Appellant cited the case of State v. German Savings Bank,103 Md. 196, 63 A. 481, 482, in support of his contention that the statute involved in the instant case is invalid. But a careful study of that case will reveal that the defect found to exist in that case does not appear in the case here under consideration. In that case, the title stated a new section was to be added to Article 81, title "Revenue and Taxes," under the sub-title "Payment of Taxes by Corporations," the new section to follow section 81A, and to be designated section 81 B. But in the text of the Act it was referred to as Section 86 B, to follow Section 86A. It was very important, in that case, to state the exact section intended to be effected, because Section 86B amended Section 86A, and it was necessary to read the sections together to discover what change was intended, or effected. In the opinion in that case, this Court said: "We have then before us the question of the validity of an attempt to declare inoperative, as to a large number of corporations, the provisions of an important section of the Code by an Act whose title neither indicates its contents nor correctly mentions the section of the Code to be affected by it."

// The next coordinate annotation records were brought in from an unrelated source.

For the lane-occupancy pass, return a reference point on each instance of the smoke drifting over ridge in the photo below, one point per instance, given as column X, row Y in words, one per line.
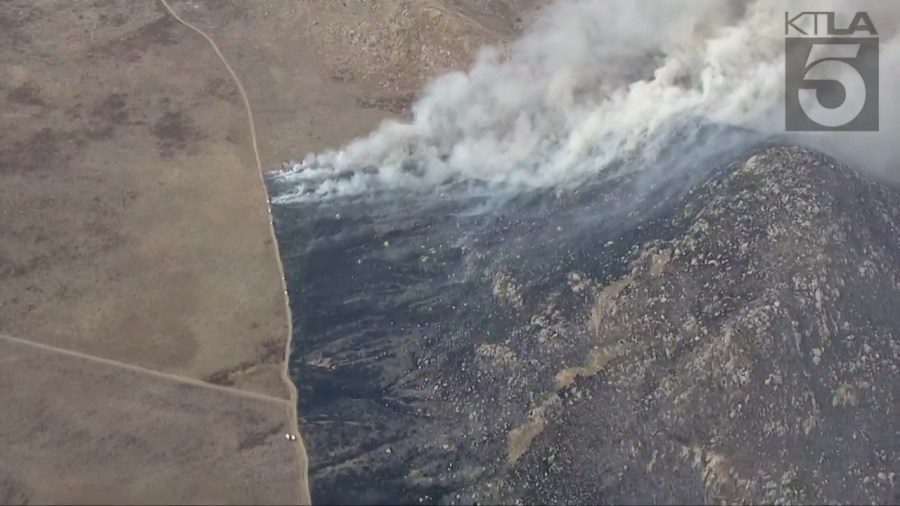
column 596, row 81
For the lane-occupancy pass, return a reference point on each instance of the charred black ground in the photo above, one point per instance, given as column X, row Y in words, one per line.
column 730, row 337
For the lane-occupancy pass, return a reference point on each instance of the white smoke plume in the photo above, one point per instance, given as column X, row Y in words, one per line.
column 597, row 80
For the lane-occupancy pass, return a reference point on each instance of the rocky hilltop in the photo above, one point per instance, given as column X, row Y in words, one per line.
column 733, row 342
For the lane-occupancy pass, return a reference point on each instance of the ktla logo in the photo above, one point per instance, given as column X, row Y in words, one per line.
column 831, row 73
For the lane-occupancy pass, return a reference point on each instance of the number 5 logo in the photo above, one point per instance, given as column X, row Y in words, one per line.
column 829, row 65
column 831, row 84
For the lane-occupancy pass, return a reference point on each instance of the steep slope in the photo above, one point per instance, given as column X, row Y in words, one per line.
column 735, row 341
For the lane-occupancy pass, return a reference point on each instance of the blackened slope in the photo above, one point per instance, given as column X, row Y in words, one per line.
column 756, row 356
column 552, row 350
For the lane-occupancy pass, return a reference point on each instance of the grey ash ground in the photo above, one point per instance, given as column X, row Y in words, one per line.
column 735, row 341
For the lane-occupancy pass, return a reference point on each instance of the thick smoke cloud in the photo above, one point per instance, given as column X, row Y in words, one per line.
column 595, row 81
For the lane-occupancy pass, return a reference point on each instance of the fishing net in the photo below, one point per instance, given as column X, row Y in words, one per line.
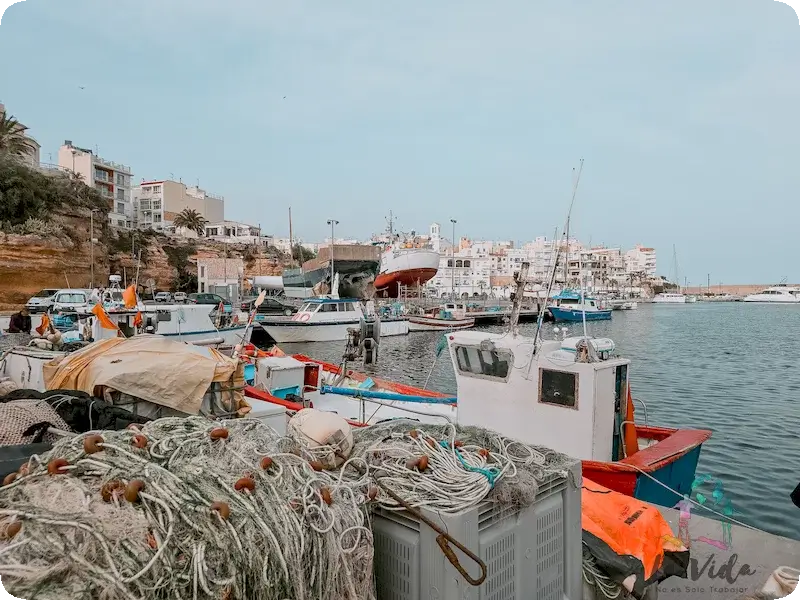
column 187, row 508
column 184, row 508
column 18, row 416
column 462, row 465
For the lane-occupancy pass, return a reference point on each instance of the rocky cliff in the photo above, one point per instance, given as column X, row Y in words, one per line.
column 29, row 263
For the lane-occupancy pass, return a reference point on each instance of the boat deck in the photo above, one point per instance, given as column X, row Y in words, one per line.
column 762, row 552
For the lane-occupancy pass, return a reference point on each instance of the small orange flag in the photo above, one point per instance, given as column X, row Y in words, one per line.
column 44, row 326
column 102, row 317
column 129, row 297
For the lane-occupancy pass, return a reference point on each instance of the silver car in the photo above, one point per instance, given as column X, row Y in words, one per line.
column 42, row 301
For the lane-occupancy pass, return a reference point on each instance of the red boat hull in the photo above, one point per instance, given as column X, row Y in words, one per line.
column 389, row 283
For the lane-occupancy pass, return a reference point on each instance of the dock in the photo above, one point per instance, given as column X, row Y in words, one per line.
column 719, row 574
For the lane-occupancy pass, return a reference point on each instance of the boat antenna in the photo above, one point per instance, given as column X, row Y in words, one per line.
column 520, row 277
column 543, row 309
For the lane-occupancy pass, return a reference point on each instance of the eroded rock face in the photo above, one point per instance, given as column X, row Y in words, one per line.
column 29, row 263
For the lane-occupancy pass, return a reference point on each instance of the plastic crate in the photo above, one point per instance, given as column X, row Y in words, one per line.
column 533, row 553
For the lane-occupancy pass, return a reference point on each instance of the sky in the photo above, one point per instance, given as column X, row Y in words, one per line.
column 685, row 114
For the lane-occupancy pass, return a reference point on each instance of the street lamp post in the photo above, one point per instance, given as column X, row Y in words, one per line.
column 453, row 260
column 333, row 223
column 91, row 241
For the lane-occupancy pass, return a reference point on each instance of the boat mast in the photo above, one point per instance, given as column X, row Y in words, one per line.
column 291, row 242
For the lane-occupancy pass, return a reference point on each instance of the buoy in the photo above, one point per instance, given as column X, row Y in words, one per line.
column 221, row 508
column 318, row 430
column 326, row 496
column 132, row 490
column 111, row 489
column 91, row 443
column 9, row 530
column 245, row 483
column 219, row 433
column 56, row 466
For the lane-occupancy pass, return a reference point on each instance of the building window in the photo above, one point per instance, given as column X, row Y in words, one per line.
column 474, row 361
column 559, row 388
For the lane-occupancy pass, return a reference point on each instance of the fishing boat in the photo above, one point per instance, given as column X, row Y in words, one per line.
column 572, row 306
column 326, row 320
column 572, row 395
column 355, row 265
column 446, row 317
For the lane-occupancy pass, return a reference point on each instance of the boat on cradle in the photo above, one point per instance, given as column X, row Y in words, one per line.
column 405, row 266
column 670, row 298
column 571, row 306
column 446, row 317
column 327, row 320
column 537, row 401
column 780, row 294
column 356, row 267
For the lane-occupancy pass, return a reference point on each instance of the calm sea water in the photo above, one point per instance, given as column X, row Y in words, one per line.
column 729, row 367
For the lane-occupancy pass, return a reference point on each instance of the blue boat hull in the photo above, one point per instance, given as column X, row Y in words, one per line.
column 576, row 316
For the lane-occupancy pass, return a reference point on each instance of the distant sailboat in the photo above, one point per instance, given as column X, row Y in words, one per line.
column 674, row 297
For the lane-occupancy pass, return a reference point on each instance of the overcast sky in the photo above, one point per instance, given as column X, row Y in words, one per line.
column 686, row 114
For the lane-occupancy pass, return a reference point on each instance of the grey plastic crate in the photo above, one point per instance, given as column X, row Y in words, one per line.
column 530, row 554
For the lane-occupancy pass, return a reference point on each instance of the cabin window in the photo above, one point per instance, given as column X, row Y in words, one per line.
column 558, row 387
column 487, row 363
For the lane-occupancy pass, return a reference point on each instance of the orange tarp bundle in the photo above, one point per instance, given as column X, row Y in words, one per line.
column 102, row 317
column 129, row 297
column 629, row 538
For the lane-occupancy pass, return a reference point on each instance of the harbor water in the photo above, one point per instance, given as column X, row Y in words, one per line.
column 728, row 367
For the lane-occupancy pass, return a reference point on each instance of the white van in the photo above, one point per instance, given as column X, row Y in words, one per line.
column 71, row 300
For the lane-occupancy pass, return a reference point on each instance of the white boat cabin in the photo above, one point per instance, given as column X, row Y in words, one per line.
column 186, row 322
column 566, row 397
column 321, row 310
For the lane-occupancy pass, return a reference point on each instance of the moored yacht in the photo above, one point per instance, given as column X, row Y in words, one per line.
column 325, row 320
column 670, row 298
column 779, row 294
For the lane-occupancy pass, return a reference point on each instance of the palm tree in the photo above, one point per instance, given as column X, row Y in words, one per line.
column 12, row 137
column 189, row 218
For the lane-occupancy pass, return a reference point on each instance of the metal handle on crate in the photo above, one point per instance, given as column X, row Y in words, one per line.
column 444, row 539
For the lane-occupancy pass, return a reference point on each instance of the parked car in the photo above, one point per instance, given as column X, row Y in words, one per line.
column 70, row 300
column 205, row 298
column 270, row 306
column 42, row 301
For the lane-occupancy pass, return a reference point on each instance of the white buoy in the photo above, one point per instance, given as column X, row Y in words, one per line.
column 326, row 435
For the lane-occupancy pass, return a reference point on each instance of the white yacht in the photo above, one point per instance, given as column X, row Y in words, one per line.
column 778, row 294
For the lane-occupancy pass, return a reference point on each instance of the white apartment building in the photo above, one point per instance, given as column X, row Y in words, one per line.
column 641, row 259
column 232, row 232
column 157, row 202
column 111, row 179
column 466, row 274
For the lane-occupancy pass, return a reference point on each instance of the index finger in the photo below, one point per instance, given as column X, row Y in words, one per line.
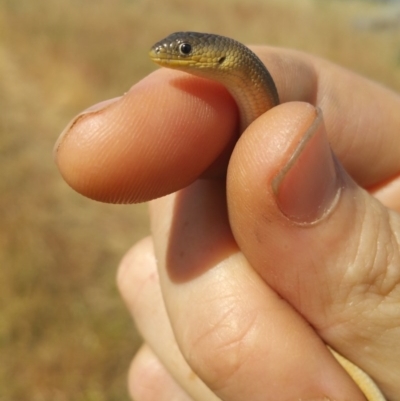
column 172, row 128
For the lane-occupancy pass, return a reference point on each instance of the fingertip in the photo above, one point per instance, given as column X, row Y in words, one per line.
column 133, row 150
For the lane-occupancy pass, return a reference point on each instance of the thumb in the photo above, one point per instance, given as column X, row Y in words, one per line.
column 320, row 241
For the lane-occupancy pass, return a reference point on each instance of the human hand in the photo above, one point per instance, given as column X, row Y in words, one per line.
column 262, row 339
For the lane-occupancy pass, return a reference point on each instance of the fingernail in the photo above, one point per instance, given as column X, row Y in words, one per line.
column 307, row 187
column 91, row 110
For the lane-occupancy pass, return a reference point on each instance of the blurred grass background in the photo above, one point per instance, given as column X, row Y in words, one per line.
column 64, row 332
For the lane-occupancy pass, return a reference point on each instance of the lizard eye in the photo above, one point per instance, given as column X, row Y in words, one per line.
column 185, row 49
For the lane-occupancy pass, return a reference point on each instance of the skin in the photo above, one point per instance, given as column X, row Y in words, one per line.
column 345, row 294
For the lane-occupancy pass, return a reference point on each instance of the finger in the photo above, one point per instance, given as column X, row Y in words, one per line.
column 149, row 380
column 244, row 341
column 361, row 116
column 323, row 243
column 139, row 286
column 133, row 149
column 138, row 143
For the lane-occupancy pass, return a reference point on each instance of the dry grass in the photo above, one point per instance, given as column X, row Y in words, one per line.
column 64, row 333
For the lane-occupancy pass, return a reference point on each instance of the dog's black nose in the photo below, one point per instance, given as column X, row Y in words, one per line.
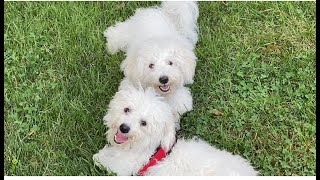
column 163, row 79
column 124, row 128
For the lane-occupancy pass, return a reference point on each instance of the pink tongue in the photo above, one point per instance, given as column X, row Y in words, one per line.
column 164, row 87
column 120, row 138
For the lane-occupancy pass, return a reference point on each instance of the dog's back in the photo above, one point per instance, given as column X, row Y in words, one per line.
column 170, row 21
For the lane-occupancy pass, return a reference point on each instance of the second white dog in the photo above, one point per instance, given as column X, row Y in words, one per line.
column 159, row 44
column 142, row 141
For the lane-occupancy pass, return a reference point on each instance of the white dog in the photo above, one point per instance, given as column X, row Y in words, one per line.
column 159, row 44
column 142, row 141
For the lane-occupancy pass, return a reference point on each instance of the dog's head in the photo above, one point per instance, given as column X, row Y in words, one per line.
column 162, row 64
column 139, row 118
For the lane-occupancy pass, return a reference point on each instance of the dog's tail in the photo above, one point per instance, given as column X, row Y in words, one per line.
column 184, row 15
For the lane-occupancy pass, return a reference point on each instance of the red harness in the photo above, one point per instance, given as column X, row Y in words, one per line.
column 157, row 156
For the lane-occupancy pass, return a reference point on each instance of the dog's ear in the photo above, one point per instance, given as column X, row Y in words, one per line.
column 107, row 119
column 169, row 134
column 132, row 68
column 187, row 61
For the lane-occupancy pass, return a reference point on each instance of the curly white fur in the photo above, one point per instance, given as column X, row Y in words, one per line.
column 159, row 42
column 131, row 106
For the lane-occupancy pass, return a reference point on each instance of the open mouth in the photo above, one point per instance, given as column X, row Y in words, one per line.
column 120, row 138
column 164, row 88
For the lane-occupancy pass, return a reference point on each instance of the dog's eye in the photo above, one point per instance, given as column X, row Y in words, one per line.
column 126, row 110
column 143, row 123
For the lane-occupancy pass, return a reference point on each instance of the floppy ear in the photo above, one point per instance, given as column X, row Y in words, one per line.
column 187, row 61
column 107, row 119
column 168, row 134
column 132, row 68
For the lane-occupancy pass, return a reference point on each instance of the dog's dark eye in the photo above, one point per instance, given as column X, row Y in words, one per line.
column 126, row 110
column 143, row 123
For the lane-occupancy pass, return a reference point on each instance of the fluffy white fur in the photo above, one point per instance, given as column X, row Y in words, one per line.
column 188, row 157
column 159, row 41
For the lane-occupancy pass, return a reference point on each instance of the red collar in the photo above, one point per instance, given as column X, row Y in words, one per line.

The case here presents an entirely different situation. The title and text of the Act are exactly in accord as to the subject matter of the legislation, and correctly designates the Article. The mere mistake of incorrectly designating the number, and place of the new Section, is not sufficient, under the authority herein cited, to invalidate the Act.

The order of July 22, 1941, sustaining the demurrer, and dismissing the bill of complaint, will be affirmed.